News

Elements of Net Zero Strategy are welcome but there is not enough urgency

19 October 2021

The government has today published its long awaited Net Zero Strategy, setting out how it intends to get achieve its Net Zero goals.

The strategy commits to having a final funding decision made on building Sizewell C by the end of this parliament and to introducing legislation to allow the use of the Regulatory Asset Base model for funding new nuclear. It also commits to future nuclear projects but lacks detail in how or where these will be built.

Sue Ferns, Prospect senior deputy general secretary, said:

“This is a welcome announcement to accelerate the development of new nuclear energy generation, but we now need urgent support to turn these words into action.
“Confirmation of support for Sizewell C is an important first step but it is far from enough if we are going to meet our climate targets and replace the firm power capacity that is coming offline in the next few years.

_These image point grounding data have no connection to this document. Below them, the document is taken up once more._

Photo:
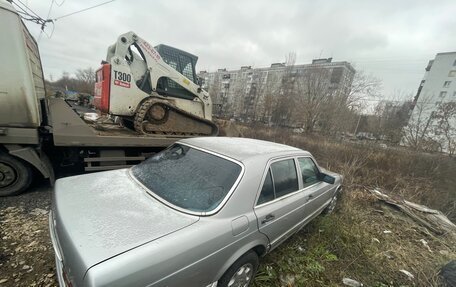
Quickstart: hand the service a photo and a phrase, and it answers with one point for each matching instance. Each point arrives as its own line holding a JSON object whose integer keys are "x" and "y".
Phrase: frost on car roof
{"x": 240, "y": 148}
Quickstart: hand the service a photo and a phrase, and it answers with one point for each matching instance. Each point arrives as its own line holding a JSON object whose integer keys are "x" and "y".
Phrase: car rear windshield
{"x": 188, "y": 178}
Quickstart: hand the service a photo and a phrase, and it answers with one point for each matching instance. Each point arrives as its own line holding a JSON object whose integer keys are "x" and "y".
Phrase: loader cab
{"x": 182, "y": 62}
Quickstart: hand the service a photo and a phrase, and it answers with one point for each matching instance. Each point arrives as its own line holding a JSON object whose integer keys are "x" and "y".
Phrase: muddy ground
{"x": 26, "y": 254}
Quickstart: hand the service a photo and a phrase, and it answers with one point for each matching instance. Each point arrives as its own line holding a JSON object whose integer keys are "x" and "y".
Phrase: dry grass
{"x": 352, "y": 242}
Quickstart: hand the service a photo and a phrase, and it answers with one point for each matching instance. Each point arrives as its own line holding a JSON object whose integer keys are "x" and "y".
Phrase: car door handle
{"x": 268, "y": 218}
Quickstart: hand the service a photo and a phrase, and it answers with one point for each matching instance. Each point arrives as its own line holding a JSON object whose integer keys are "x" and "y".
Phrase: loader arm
{"x": 150, "y": 64}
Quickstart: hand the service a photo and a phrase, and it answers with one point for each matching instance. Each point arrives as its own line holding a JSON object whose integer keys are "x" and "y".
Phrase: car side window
{"x": 285, "y": 177}
{"x": 309, "y": 171}
{"x": 267, "y": 192}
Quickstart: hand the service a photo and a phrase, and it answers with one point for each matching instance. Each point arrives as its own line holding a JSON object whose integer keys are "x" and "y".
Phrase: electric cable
{"x": 85, "y": 9}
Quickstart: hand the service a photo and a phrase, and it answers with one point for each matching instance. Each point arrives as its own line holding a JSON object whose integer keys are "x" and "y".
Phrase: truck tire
{"x": 15, "y": 175}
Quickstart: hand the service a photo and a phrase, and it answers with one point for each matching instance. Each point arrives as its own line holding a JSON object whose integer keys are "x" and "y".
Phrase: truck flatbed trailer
{"x": 69, "y": 129}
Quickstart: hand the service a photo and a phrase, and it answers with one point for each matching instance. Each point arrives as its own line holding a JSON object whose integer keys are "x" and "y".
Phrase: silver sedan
{"x": 200, "y": 213}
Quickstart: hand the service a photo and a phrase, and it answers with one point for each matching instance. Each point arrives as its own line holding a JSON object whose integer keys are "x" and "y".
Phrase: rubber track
{"x": 147, "y": 104}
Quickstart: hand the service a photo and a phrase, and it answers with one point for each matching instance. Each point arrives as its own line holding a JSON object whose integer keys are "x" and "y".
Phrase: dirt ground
{"x": 26, "y": 254}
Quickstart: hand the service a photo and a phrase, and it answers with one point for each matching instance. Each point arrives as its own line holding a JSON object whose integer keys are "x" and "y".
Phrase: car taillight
{"x": 65, "y": 279}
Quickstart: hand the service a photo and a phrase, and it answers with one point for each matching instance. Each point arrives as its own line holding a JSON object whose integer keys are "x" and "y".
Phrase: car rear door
{"x": 281, "y": 204}
{"x": 318, "y": 192}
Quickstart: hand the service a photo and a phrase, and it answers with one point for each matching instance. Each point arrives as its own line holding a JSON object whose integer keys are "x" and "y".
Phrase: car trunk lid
{"x": 102, "y": 215}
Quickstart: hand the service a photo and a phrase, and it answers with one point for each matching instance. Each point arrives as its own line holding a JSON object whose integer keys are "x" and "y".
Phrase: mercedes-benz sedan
{"x": 200, "y": 213}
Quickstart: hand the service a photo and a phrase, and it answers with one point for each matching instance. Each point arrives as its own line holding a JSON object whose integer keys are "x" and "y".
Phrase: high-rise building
{"x": 433, "y": 120}
{"x": 246, "y": 94}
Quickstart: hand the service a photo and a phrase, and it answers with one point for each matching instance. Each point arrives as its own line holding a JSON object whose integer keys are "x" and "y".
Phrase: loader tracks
{"x": 158, "y": 117}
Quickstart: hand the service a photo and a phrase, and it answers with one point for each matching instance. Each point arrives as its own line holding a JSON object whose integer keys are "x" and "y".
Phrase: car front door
{"x": 280, "y": 207}
{"x": 318, "y": 191}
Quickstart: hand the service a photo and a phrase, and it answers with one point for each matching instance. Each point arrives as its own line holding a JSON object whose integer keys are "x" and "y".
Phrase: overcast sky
{"x": 392, "y": 40}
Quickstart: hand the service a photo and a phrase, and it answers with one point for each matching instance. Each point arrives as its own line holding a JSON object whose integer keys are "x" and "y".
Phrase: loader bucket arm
{"x": 150, "y": 64}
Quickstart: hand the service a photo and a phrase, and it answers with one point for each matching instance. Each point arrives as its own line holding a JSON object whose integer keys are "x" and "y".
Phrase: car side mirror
{"x": 326, "y": 178}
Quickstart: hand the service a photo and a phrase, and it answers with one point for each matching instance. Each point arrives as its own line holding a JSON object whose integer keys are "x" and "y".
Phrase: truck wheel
{"x": 15, "y": 175}
{"x": 242, "y": 272}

“The ongoing energy crisis demonstrates our overreliance on imports when weather-dependent generation does not match demand. That is only going to get worse as coal and older nuclear plant comes offline.

“The most striking thing in this plan is the discrepancy between the urgency of the statements and the actual timescales set down. There is no reason we can’t immediately get moving on Sizewell C, introduce legislation for the Regulated Asset Base funding model, and start the ball rolling on all the other nuclear projects we will need going forward.

“The scale and urgency of the net zero challenge requires a clear and timely implementation strategy based on a whole systems approach. This also requires a comprehensive skills strategy to create and sustain good quality green jobs.”